The saga over Cornel West‘s impending departure from Harvard University over a controversy about tenure gained a bit more context this week about what the noted academic previously described as his disrespectful treatment by the storied Ivy League institution.
West announced on Monday that he would be leaving Harvard because it failed to give tenure to the famous professor of philosophy at Harvard Divinity School. He said in an interview with the Boycott Times that the decision against granting him tenure made him feel “disrespected and devalued.”
But what West did not say at the time was how Harvard apparently buckled to the mounting pressure of negative media attention from the ordeal, reversing course with university leadership saying they would consider granting him tenure.
“After the public outcry, the administration changed their minds: they said, ‘Now we’re open to a tenure review,’” West told the Harvard Crimson. “You can’t impose and force people to respect you in that sense. That’s another reason why I knew I had to go.”
Harvard previously was adamant about not budging from its stance against tenure. Instead, West said, the school offered him “money and a prestigious chair.”
But West said “it was not about money or prestige” and was moving forward with leaving Harvard.
“I don’t know if you all have ever heard of any professor who’s had a chair without tenure, but I can rest be assured that it’s very, very, very rare for any professor in the history of Harvard,” West said.
West has been on his second stint at Harvard. He left his tenure-track position in 2002 and returned to Harvard in 2017 by accepting his current non-tenure-track role.
Last month, West told the Boston Globe that his recent request to be given tenure was turned down and that he took the decision personally.
“It is once again this issue of just not putting up with being disrespected,” West said in the interview published on Feb. 19. He added later: “But I wasn’t raised to put up with being disrespected or tolerate disrespect. I don’t try to negotiate respect.”
West suggested Harvard was being “childish” and explained to the Boycott Times that his decision to leave the university came amid what he described as “Magnificant support” among his fellow professors.
“But,” West said, “we are in such trouble that we don’t have time for this kind of a childish myopia of a highly commodified and bureaucratized Harvard that finds it difficult to follow through on its own seeking for Truth, not just intellectually, but institutionally.”
West announced on Monday that he would be taking his talents to Union Theological Seminary, which counts the recently elected Georgia Sen. Rev. Raphael Warnock among its alumni.

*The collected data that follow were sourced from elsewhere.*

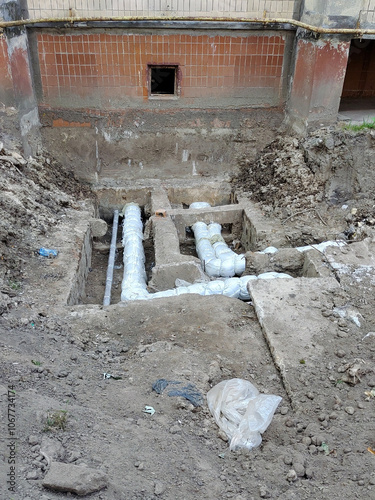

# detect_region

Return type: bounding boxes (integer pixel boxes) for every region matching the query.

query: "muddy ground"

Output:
[0,115,374,500]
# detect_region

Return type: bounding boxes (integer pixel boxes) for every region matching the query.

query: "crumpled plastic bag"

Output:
[207,378,282,451]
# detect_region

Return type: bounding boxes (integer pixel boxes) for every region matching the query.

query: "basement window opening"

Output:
[149,65,178,98]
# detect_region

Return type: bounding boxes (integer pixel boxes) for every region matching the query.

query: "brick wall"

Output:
[37,31,286,109]
[0,34,14,105]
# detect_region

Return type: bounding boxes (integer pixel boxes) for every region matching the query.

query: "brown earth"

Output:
[0,118,374,500]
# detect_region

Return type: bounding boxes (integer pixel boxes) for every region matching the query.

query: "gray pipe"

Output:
[103,210,119,306]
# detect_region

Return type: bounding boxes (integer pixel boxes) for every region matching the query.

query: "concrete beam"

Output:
[248,276,340,406]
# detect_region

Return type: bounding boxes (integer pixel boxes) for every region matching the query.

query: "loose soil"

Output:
[0,118,374,500]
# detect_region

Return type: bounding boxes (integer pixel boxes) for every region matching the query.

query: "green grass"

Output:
[44,409,68,431]
[344,117,375,131]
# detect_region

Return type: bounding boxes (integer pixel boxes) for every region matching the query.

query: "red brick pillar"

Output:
[285,32,350,133]
[1,0,41,156]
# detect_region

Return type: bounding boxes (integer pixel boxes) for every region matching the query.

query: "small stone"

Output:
[329,412,338,420]
[335,350,346,358]
[337,331,348,338]
[368,378,375,388]
[321,310,332,317]
[218,429,228,442]
[283,455,293,465]
[169,425,181,434]
[345,406,355,415]
[26,470,40,480]
[90,218,108,237]
[259,485,271,498]
[306,392,314,400]
[280,406,289,415]
[311,435,324,446]
[358,480,365,486]
[286,469,298,482]
[294,463,305,477]
[357,401,365,409]
[42,462,108,496]
[302,437,311,446]
[305,468,314,479]
[309,445,317,454]
[28,435,40,446]
[66,450,81,463]
[154,481,166,495]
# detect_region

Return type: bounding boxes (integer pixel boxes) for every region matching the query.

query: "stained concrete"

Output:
[248,276,340,405]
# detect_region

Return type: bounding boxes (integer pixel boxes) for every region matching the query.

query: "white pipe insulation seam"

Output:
[120,203,149,301]
[120,203,292,302]
[192,221,245,277]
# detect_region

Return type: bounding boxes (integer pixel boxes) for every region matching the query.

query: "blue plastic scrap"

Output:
[152,378,203,407]
[38,247,58,258]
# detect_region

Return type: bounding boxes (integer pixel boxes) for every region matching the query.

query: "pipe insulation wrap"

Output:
[192,221,245,277]
[120,203,149,301]
[103,210,119,306]
[119,203,292,303]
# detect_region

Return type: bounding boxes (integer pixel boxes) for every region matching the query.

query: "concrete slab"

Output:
[248,277,340,406]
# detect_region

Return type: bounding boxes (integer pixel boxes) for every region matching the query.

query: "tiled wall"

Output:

The seminary in New York City said it was “thrilled” at the return of West, who had his first job there out of college at the age of 23.
It was unclear if West considered leaving Harvard for any other institutions. After West went public with the Globe interview, Black-minded social media users suggested he should look into working at a historically Black college or university that could greatly benefit from such a high-profile professor.
Regardless, West said people shouldn’t think he’s treating Union Theological Seminary as a second choice and promised to prioritize marginalized people in his work.
He said it wasn’t “a move out of default. Not at all. I’m going with a smile. I’m going fired up. And I’m going with my focus on oppressed people around the world.”
While colleges and universities are hiring an increasing number of minority professors, very rarely are they put on a tenure track.
“Just as the doors of academe have been opened more widely than heretofore to marginalized groups, the opportunity structure for academic careers has been turned on its head,” a study conducted by TIAA Institute said in part. “The available jobs tend, less and less, to be the conventional ‘good’ jobs, that is, the tenure-track career-ladder jobs that provide benefits, manageable to quite good salaries, continued professional development opportunities — and, crucially, a viable future for academics.”
The topic was also explored when the Florida Journal of Educaional Administration & Policy published a report in 2011 that found similar results as TIAA. In addition to “barriers to tenure and promotion [serving] to disrupt the ability of faculty of color to perform in their faculty roles satisfactorily,” the report addressed how “academic bullying has also served to limit faculty of color in their ability to attain tenure and promotion on traditional campuses.”